Our research established that increased hs-CRP levels independently forecast stenosis in intracranial atherosclerosis. This result corresponds with the research conducted by Su et al. [28], which included 1,458 participants and revealed that elevated serum hs-CRP levels were linked to an increased risk of ICAS in both stroke patients and non-stroke individuals. Shimizu et al. [29] discovered that baseline hs-CRP concentrations did not demonstrate a significant correlation with ICAS, as assessed by Cox proportional hazard model analyses, despite increased hs-CRP levels in groups with arterial stenosis. A multitude of factors, including racial disparities, may have contributed to the incongruous results. Furthermore, it is essential to assess the likelihood of selection bias, the standards used to determine critical values of intracranial atherosclerotic stenosis, and the variability in sample size. Our study provides new perspectives on the current discourse by methodically assessing the relationship between hs-CRP and both intracranial and extracranial carotid artery stenosis within a single cohort. Unlike earlier studies that examined ICAS or ECAS separately, our results suggest that increased hs-CRP levels are independently correlated with ICAS, but not with ECAS. This observation is consistent with multiple previous studies [11,12,13, 17] and highlights an important distinction: the influence of systemic inflammation on atherosclerosis may differ based on the specific vascular territory involved.
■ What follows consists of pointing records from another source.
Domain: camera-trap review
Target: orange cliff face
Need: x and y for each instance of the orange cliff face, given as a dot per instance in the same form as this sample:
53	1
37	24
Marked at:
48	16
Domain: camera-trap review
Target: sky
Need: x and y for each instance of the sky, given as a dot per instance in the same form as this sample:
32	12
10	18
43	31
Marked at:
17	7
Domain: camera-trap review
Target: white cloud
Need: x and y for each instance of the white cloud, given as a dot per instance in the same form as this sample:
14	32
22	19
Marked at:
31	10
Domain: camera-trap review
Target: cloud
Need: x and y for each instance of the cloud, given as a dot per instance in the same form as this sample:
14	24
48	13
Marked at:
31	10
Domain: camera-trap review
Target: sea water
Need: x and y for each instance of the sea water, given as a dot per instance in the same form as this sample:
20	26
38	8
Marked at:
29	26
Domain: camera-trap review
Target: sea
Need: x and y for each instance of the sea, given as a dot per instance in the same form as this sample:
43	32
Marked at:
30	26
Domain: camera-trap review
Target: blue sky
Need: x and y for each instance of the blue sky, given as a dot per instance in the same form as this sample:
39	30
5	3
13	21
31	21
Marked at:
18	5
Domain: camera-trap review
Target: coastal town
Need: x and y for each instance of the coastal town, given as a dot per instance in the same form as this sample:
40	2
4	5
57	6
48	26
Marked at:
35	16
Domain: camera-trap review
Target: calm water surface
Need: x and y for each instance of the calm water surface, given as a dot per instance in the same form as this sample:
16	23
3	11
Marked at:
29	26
It is widely acknowledged that the expression of hs-CRP can be induced by any type of tissue injury [24]. Consequently, distinguishing whether elevated hs-CRP levels indicate an acute-phase response or serve as a biomarker for the atherothrombotic process can be challenging. Numerous prospective epidemiological studies have identified hs-CRP as a long-term risk factor for recurrent vascular events, irrespective of stroke severity [30]. Furthermore, evidence indicates that hs-CRP is preferentially expressed in diseased vessels. In our study, the elevation of hs-CRP was more pronounced in the ICAS group compared to other groups of stroke patients, suggesting that hs-CRP may serve as a marker for the progression of vascular atherogenesis.
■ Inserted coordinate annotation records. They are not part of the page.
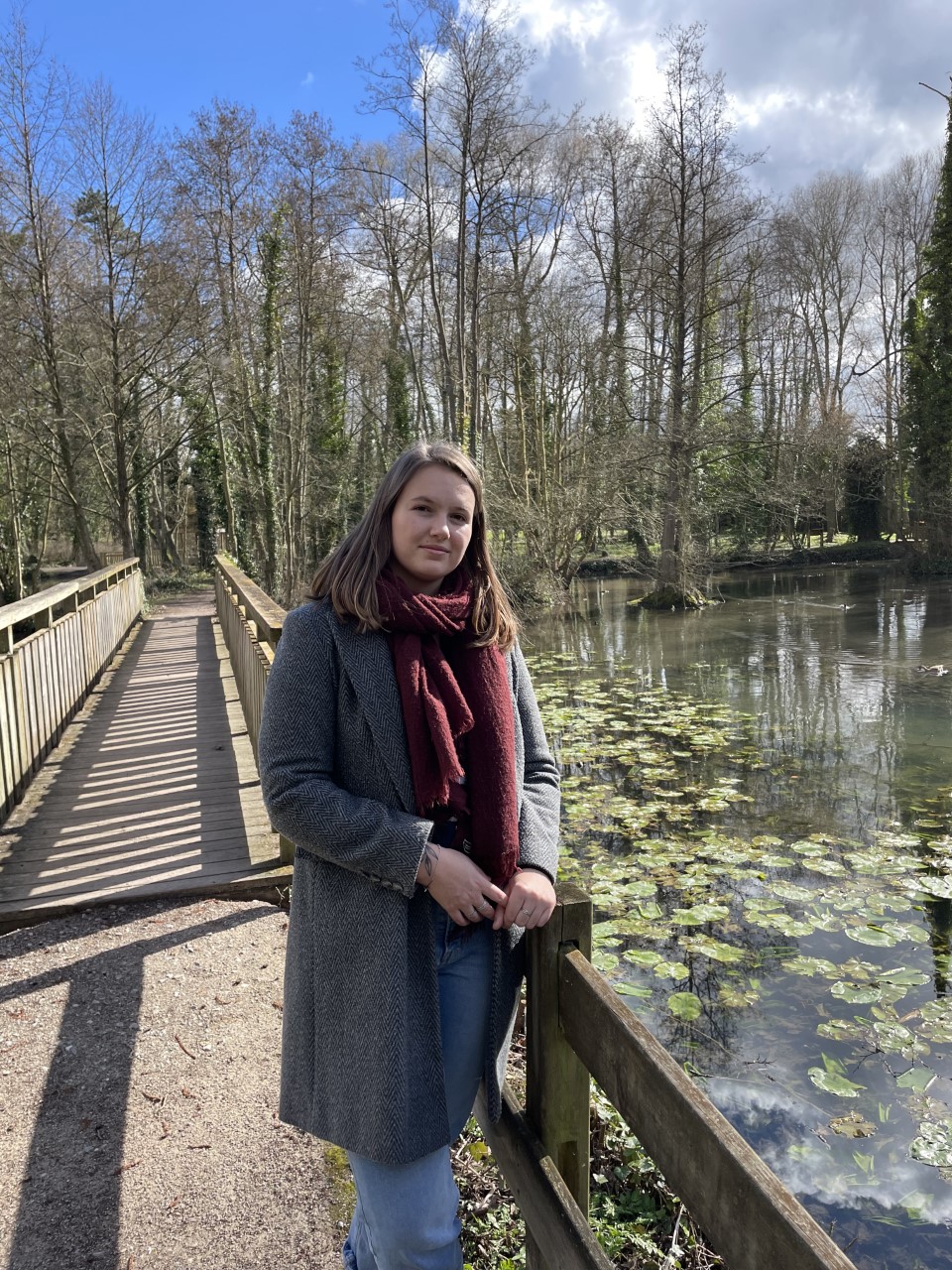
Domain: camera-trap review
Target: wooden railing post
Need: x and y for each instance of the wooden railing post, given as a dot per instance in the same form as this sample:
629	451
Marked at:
556	1080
Our findings indicate that hs-CRP may function as a predictive marker for ICAS risk, but not for ECAS, suggesting a significant divergence in the underlying pathophysiological mechanisms of intracranial and extracranial artery stenosis. Intracranial plaques are predominantly influenced by inflammatory processes [31], while extracranial plaques are typically lipid-rich and primarily affected by hemodynamic forces [32]. In ICAS, inflammation significantly contributes to the development of unstable, inflammation-associated plaques [31], while extracranial carotid atherosclerosis is more closely linked to lipid accumulation and mechanical stress [32]. This essential distinction may elucidate why hs-CRP levels do not significantly differ between ECAS and NOAS, as systemic inflammation may exert a less direct influence on extracranial plaque formation and ensuing stenosis.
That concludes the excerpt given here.